Las reglas son claras: los dueños y operadores de negocios sexuales han de tomar responsabilidad. Los clientes también han de ser responsbles y mostrar respeto. Las relaciones con menores de 21 años está prohibido, como lo está no practicar sexo seguro.
Lo que quieren, es fácil: que lso trabajadores sexuales y sus clientes se encuentren en un ambiente seguro y regulado; burdeles de ventana, clubs sexuales y agencias de escoltas han de operar solo con un permiso; que lso trabajadores sexuales reciban apoyo y cuidados cuando lo necesiten; que la prostitución sea un negocio hospotalario limpio, justo y saludable.
Las prostitutas del distrito rojo trabajan en habitaciones pequeñas, llamadas "peeskamers", y son frecuentemente viejas y decoradas con objetos/utensilios desgastados. Las prostitutas no son dueñas de las habitaciones, las alquilan a caseros por 150e por medio día, por lo que tendrá que ganar esta cantidad antes de que pueda quedarse para sí ningún jornal.
A la venta hay muchos tipos de sexo. Desde el normal hetero hasta BDSM y sexo con prostitutas transexuales. Algunas tienen especialidades peculiares, como electro sex, una forma de SM en el que el cliente recibe shocks eléctricos con la ayuda de electrodos. Aunque suena un poco heavy, la seguridad es lo primero!
Una cruz como la de arriba se usa para atar a un masoquista por las muñecas y tobillos, de este modo su "ama" puede hacer con él lo que desee.
Como en toda clase de lugar, también hay un apartado de "objetos perdidos". ¿Qué clase de cosas se dejan los clientes tras una visita? En el museo se puede ver una muestra de ellos, nada del otro mundo...
En el museo se aprenden muchas cosas más, y mientras no es una reflexión ni nada por el estilo, sí es un acercamiento al modo de vida y la tipificación de un negocio que ha existido... desde siempre.
También hay un panel de famosos "pillados" usando los servicios de profesionales, un confesinario y una ventana donde te puedes sentar y ver... lo que se siente (digitalmente hablando, no te abren al mundo para que te juzgue nadie al pasar).
Y como no, en una ciudad que además de marihuana y putas rezuma arte, no podía faltar la prostitución en el mismo, con lazos bien estrechos.

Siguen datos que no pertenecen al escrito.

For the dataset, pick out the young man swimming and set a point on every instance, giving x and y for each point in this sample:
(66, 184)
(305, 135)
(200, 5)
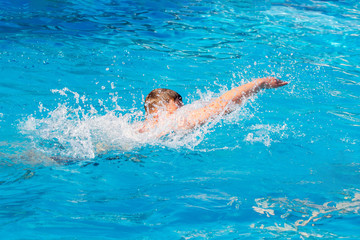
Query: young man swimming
(162, 106)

Vincent van Gogh, por ejemplo, estuvo en una relación con una "Sien" que era una antigua meretriz.
Las mujeres de virtud relajada fascinaron siempre a van Gogh, que además de utilizar sus servicios, las contrataba para posar. También se asume que cuando se amputó su propia oreja en un ataque de locura el 28 de Diciembre de 1888, la envoolvió y envió a una prostituta que trabajaba en un burdel cercano.